Within Bender's essay, "Enlightenment Fiction and the Scientific Hypothesis," the author is discussion the move within the scientific community toward public discourse and consensus, and the use of hypotheses and induction in order to come up with new concepts. Many were condemned for using hypotheses because they could be considered "fictional," but as actually works of fiction went on to become less objective and more subjective, works of non-fiction even with hypotheses became more commonly accepted. The concept of speculative "truth" that was discussed by many such as Buffon, was one that emphasized finding out the "how" and never the "why" of something, and this something had to be a physical truth.

Looking at the quote above from The Female Quixote, where Arabella demands that her doctor give her proof for why she should give up her peculiar code of conduct as shown in romances, the reader sees this kind of truth that is laid-out by Buffon. Arabella is asking how these claims the doctor makes can be true, not why he is making them. The doctor, in turn, is able to convince her using inductive methods based in common knowledge of the world and how it works ("physical truth"). This also is a great example of how such "public discourse" could have happened at the time, and how people went about figuring out what was true and what was not.

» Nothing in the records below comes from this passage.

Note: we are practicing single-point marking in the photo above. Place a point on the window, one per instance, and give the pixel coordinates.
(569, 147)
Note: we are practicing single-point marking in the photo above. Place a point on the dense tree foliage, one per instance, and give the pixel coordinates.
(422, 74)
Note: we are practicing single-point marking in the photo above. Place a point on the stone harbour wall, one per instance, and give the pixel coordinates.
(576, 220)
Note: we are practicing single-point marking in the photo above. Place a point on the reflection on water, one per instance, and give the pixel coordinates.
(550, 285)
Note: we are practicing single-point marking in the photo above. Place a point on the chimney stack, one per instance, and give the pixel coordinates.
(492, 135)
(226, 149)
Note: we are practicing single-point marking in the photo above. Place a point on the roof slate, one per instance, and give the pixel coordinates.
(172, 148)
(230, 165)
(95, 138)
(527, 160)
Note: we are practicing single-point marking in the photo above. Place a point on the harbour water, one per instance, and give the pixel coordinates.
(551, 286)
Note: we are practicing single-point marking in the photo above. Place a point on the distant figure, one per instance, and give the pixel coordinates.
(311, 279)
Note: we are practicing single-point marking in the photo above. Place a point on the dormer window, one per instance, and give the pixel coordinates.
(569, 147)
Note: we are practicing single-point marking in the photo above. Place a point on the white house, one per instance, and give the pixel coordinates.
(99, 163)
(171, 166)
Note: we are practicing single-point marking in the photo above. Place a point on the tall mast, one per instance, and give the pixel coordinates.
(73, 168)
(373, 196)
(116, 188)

Also, Lennox's novel as a whole is a great testament to the ways people thought about hypotheses and truth in general, because many of the discussions that have occurred in class deal exactly with this issue of  the "how" of events that occur. Many people have argued that Arabella is having a delusion rather than dealing with obsession, or that Arabella is actually just messing with the minds of the people around her. The way these speculations have been approached have been through the "how" rather than the why because it is "possible" that romances could cloud the mind. It is almost as if in 2013 in this class there is a public "scientific" discourse happening, if using the qualifications set-out in the 18th century.